After we settled that, we moved on to ensure that the bicycle brakes were installed properly. As we did not have any welding tools at our disposal, we had to resort to using duct tape to secure the bicycle cable onto the main vessel. We had to make sure that the bicycle brakes were mounted in the correct position and hence we had to test it out by holding the vessel up and actuating the brakes with the servo motors. It was very troublesome as our vessel had 2 containers hanging down, wires connected to the motors, and our vessel wasn’t exactly light so it was quite an arduous task for us to carry out.
Nonetheless, we did it successfully and managed to actuate the brakes electronically using the servo motors.
Upon verifying that all the components worked individually, we then hooked up the rest of the electronics to the main board and mounted it on the top of the vessel. With time running short, we had to ensure that we were as efficient as possible when carrying out the final tasks. We coiled up the various sets of wires using the hand drill and subsequently ran the propeller motor wires through a transparent plastic tubing so as to keep it waterproof.

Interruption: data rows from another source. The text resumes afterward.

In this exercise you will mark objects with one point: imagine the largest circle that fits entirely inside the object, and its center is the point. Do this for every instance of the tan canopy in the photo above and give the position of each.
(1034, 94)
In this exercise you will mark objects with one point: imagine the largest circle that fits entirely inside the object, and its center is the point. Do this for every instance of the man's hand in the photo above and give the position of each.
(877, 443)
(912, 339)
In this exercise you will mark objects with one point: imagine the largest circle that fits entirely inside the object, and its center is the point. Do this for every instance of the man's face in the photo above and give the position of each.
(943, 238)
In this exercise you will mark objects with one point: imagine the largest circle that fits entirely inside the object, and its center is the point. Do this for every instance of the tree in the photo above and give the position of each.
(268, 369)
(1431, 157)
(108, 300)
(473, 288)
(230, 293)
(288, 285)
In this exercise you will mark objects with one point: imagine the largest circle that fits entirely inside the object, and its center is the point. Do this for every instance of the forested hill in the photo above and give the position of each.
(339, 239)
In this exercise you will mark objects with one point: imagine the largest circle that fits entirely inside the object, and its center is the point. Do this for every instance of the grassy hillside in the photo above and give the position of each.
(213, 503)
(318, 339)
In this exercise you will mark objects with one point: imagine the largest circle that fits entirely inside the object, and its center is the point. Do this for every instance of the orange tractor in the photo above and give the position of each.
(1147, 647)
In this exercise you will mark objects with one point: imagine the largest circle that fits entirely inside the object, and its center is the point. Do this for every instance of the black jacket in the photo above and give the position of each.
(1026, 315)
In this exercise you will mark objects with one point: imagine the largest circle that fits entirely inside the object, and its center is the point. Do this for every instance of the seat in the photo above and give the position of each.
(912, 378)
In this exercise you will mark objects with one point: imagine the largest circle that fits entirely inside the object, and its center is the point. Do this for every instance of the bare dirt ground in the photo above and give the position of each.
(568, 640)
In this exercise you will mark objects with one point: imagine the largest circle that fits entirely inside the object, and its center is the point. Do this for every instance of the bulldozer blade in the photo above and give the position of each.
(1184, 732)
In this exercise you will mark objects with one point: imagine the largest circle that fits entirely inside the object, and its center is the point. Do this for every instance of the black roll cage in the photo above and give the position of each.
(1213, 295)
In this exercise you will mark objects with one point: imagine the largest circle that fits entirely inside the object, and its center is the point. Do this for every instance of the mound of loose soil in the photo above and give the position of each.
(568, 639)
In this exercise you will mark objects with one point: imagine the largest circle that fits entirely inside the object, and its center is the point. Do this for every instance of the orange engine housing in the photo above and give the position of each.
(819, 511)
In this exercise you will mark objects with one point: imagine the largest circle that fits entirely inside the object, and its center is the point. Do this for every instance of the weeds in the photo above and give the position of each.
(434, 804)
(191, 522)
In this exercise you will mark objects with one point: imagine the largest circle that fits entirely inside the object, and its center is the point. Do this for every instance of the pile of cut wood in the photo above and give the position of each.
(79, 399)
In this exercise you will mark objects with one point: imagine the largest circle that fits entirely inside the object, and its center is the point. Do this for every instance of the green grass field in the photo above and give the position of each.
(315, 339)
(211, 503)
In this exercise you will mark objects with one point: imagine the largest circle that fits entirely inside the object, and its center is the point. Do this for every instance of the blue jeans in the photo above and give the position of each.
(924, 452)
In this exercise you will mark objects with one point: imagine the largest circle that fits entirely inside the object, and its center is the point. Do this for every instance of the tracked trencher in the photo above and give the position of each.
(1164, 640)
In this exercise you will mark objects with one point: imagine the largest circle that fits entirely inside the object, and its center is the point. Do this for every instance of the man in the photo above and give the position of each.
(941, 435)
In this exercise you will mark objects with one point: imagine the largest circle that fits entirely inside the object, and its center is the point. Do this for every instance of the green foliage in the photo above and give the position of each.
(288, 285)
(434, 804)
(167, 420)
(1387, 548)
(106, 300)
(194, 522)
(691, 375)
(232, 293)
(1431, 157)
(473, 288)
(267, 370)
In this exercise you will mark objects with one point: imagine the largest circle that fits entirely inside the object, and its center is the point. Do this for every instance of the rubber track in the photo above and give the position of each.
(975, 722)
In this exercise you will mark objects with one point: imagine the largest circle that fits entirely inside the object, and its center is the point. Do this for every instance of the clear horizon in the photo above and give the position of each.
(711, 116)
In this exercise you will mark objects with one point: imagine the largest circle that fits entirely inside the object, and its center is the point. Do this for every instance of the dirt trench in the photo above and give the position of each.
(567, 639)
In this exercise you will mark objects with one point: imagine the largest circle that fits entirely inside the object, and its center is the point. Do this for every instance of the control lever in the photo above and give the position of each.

However, once we connected everything up, we noticed that the Arduino board was not turning on. Murphy’s Law struck – Whatever can go wrong, will go wrong. We troubleshooted the problem and discovered that the VCC and GND ports of the board were somehow shorted. We traced the wiring, ensured it was all securely in place and tested the board again, and it worked fine.
The final part – controlling it via Bluetooth – Ajay finished up at home. We unfortunately were unable to test it out on water to see if it floats as the pipe system we sealed off came apart, the silicon sealant we used started cracking and the pipes hence detached from one another in the process. As the sealant takes about a day to dry, we decided to wait until after the final technical review to seal it off once and for all.
In conclusion, the day was very fruitful and we were very effective throughout the day. Despite the many setbacks we faced, we managed to complete a lot of tasks – although still not meeting our expectations. We will still push forward to complete it by the end of the coming week, Week 16.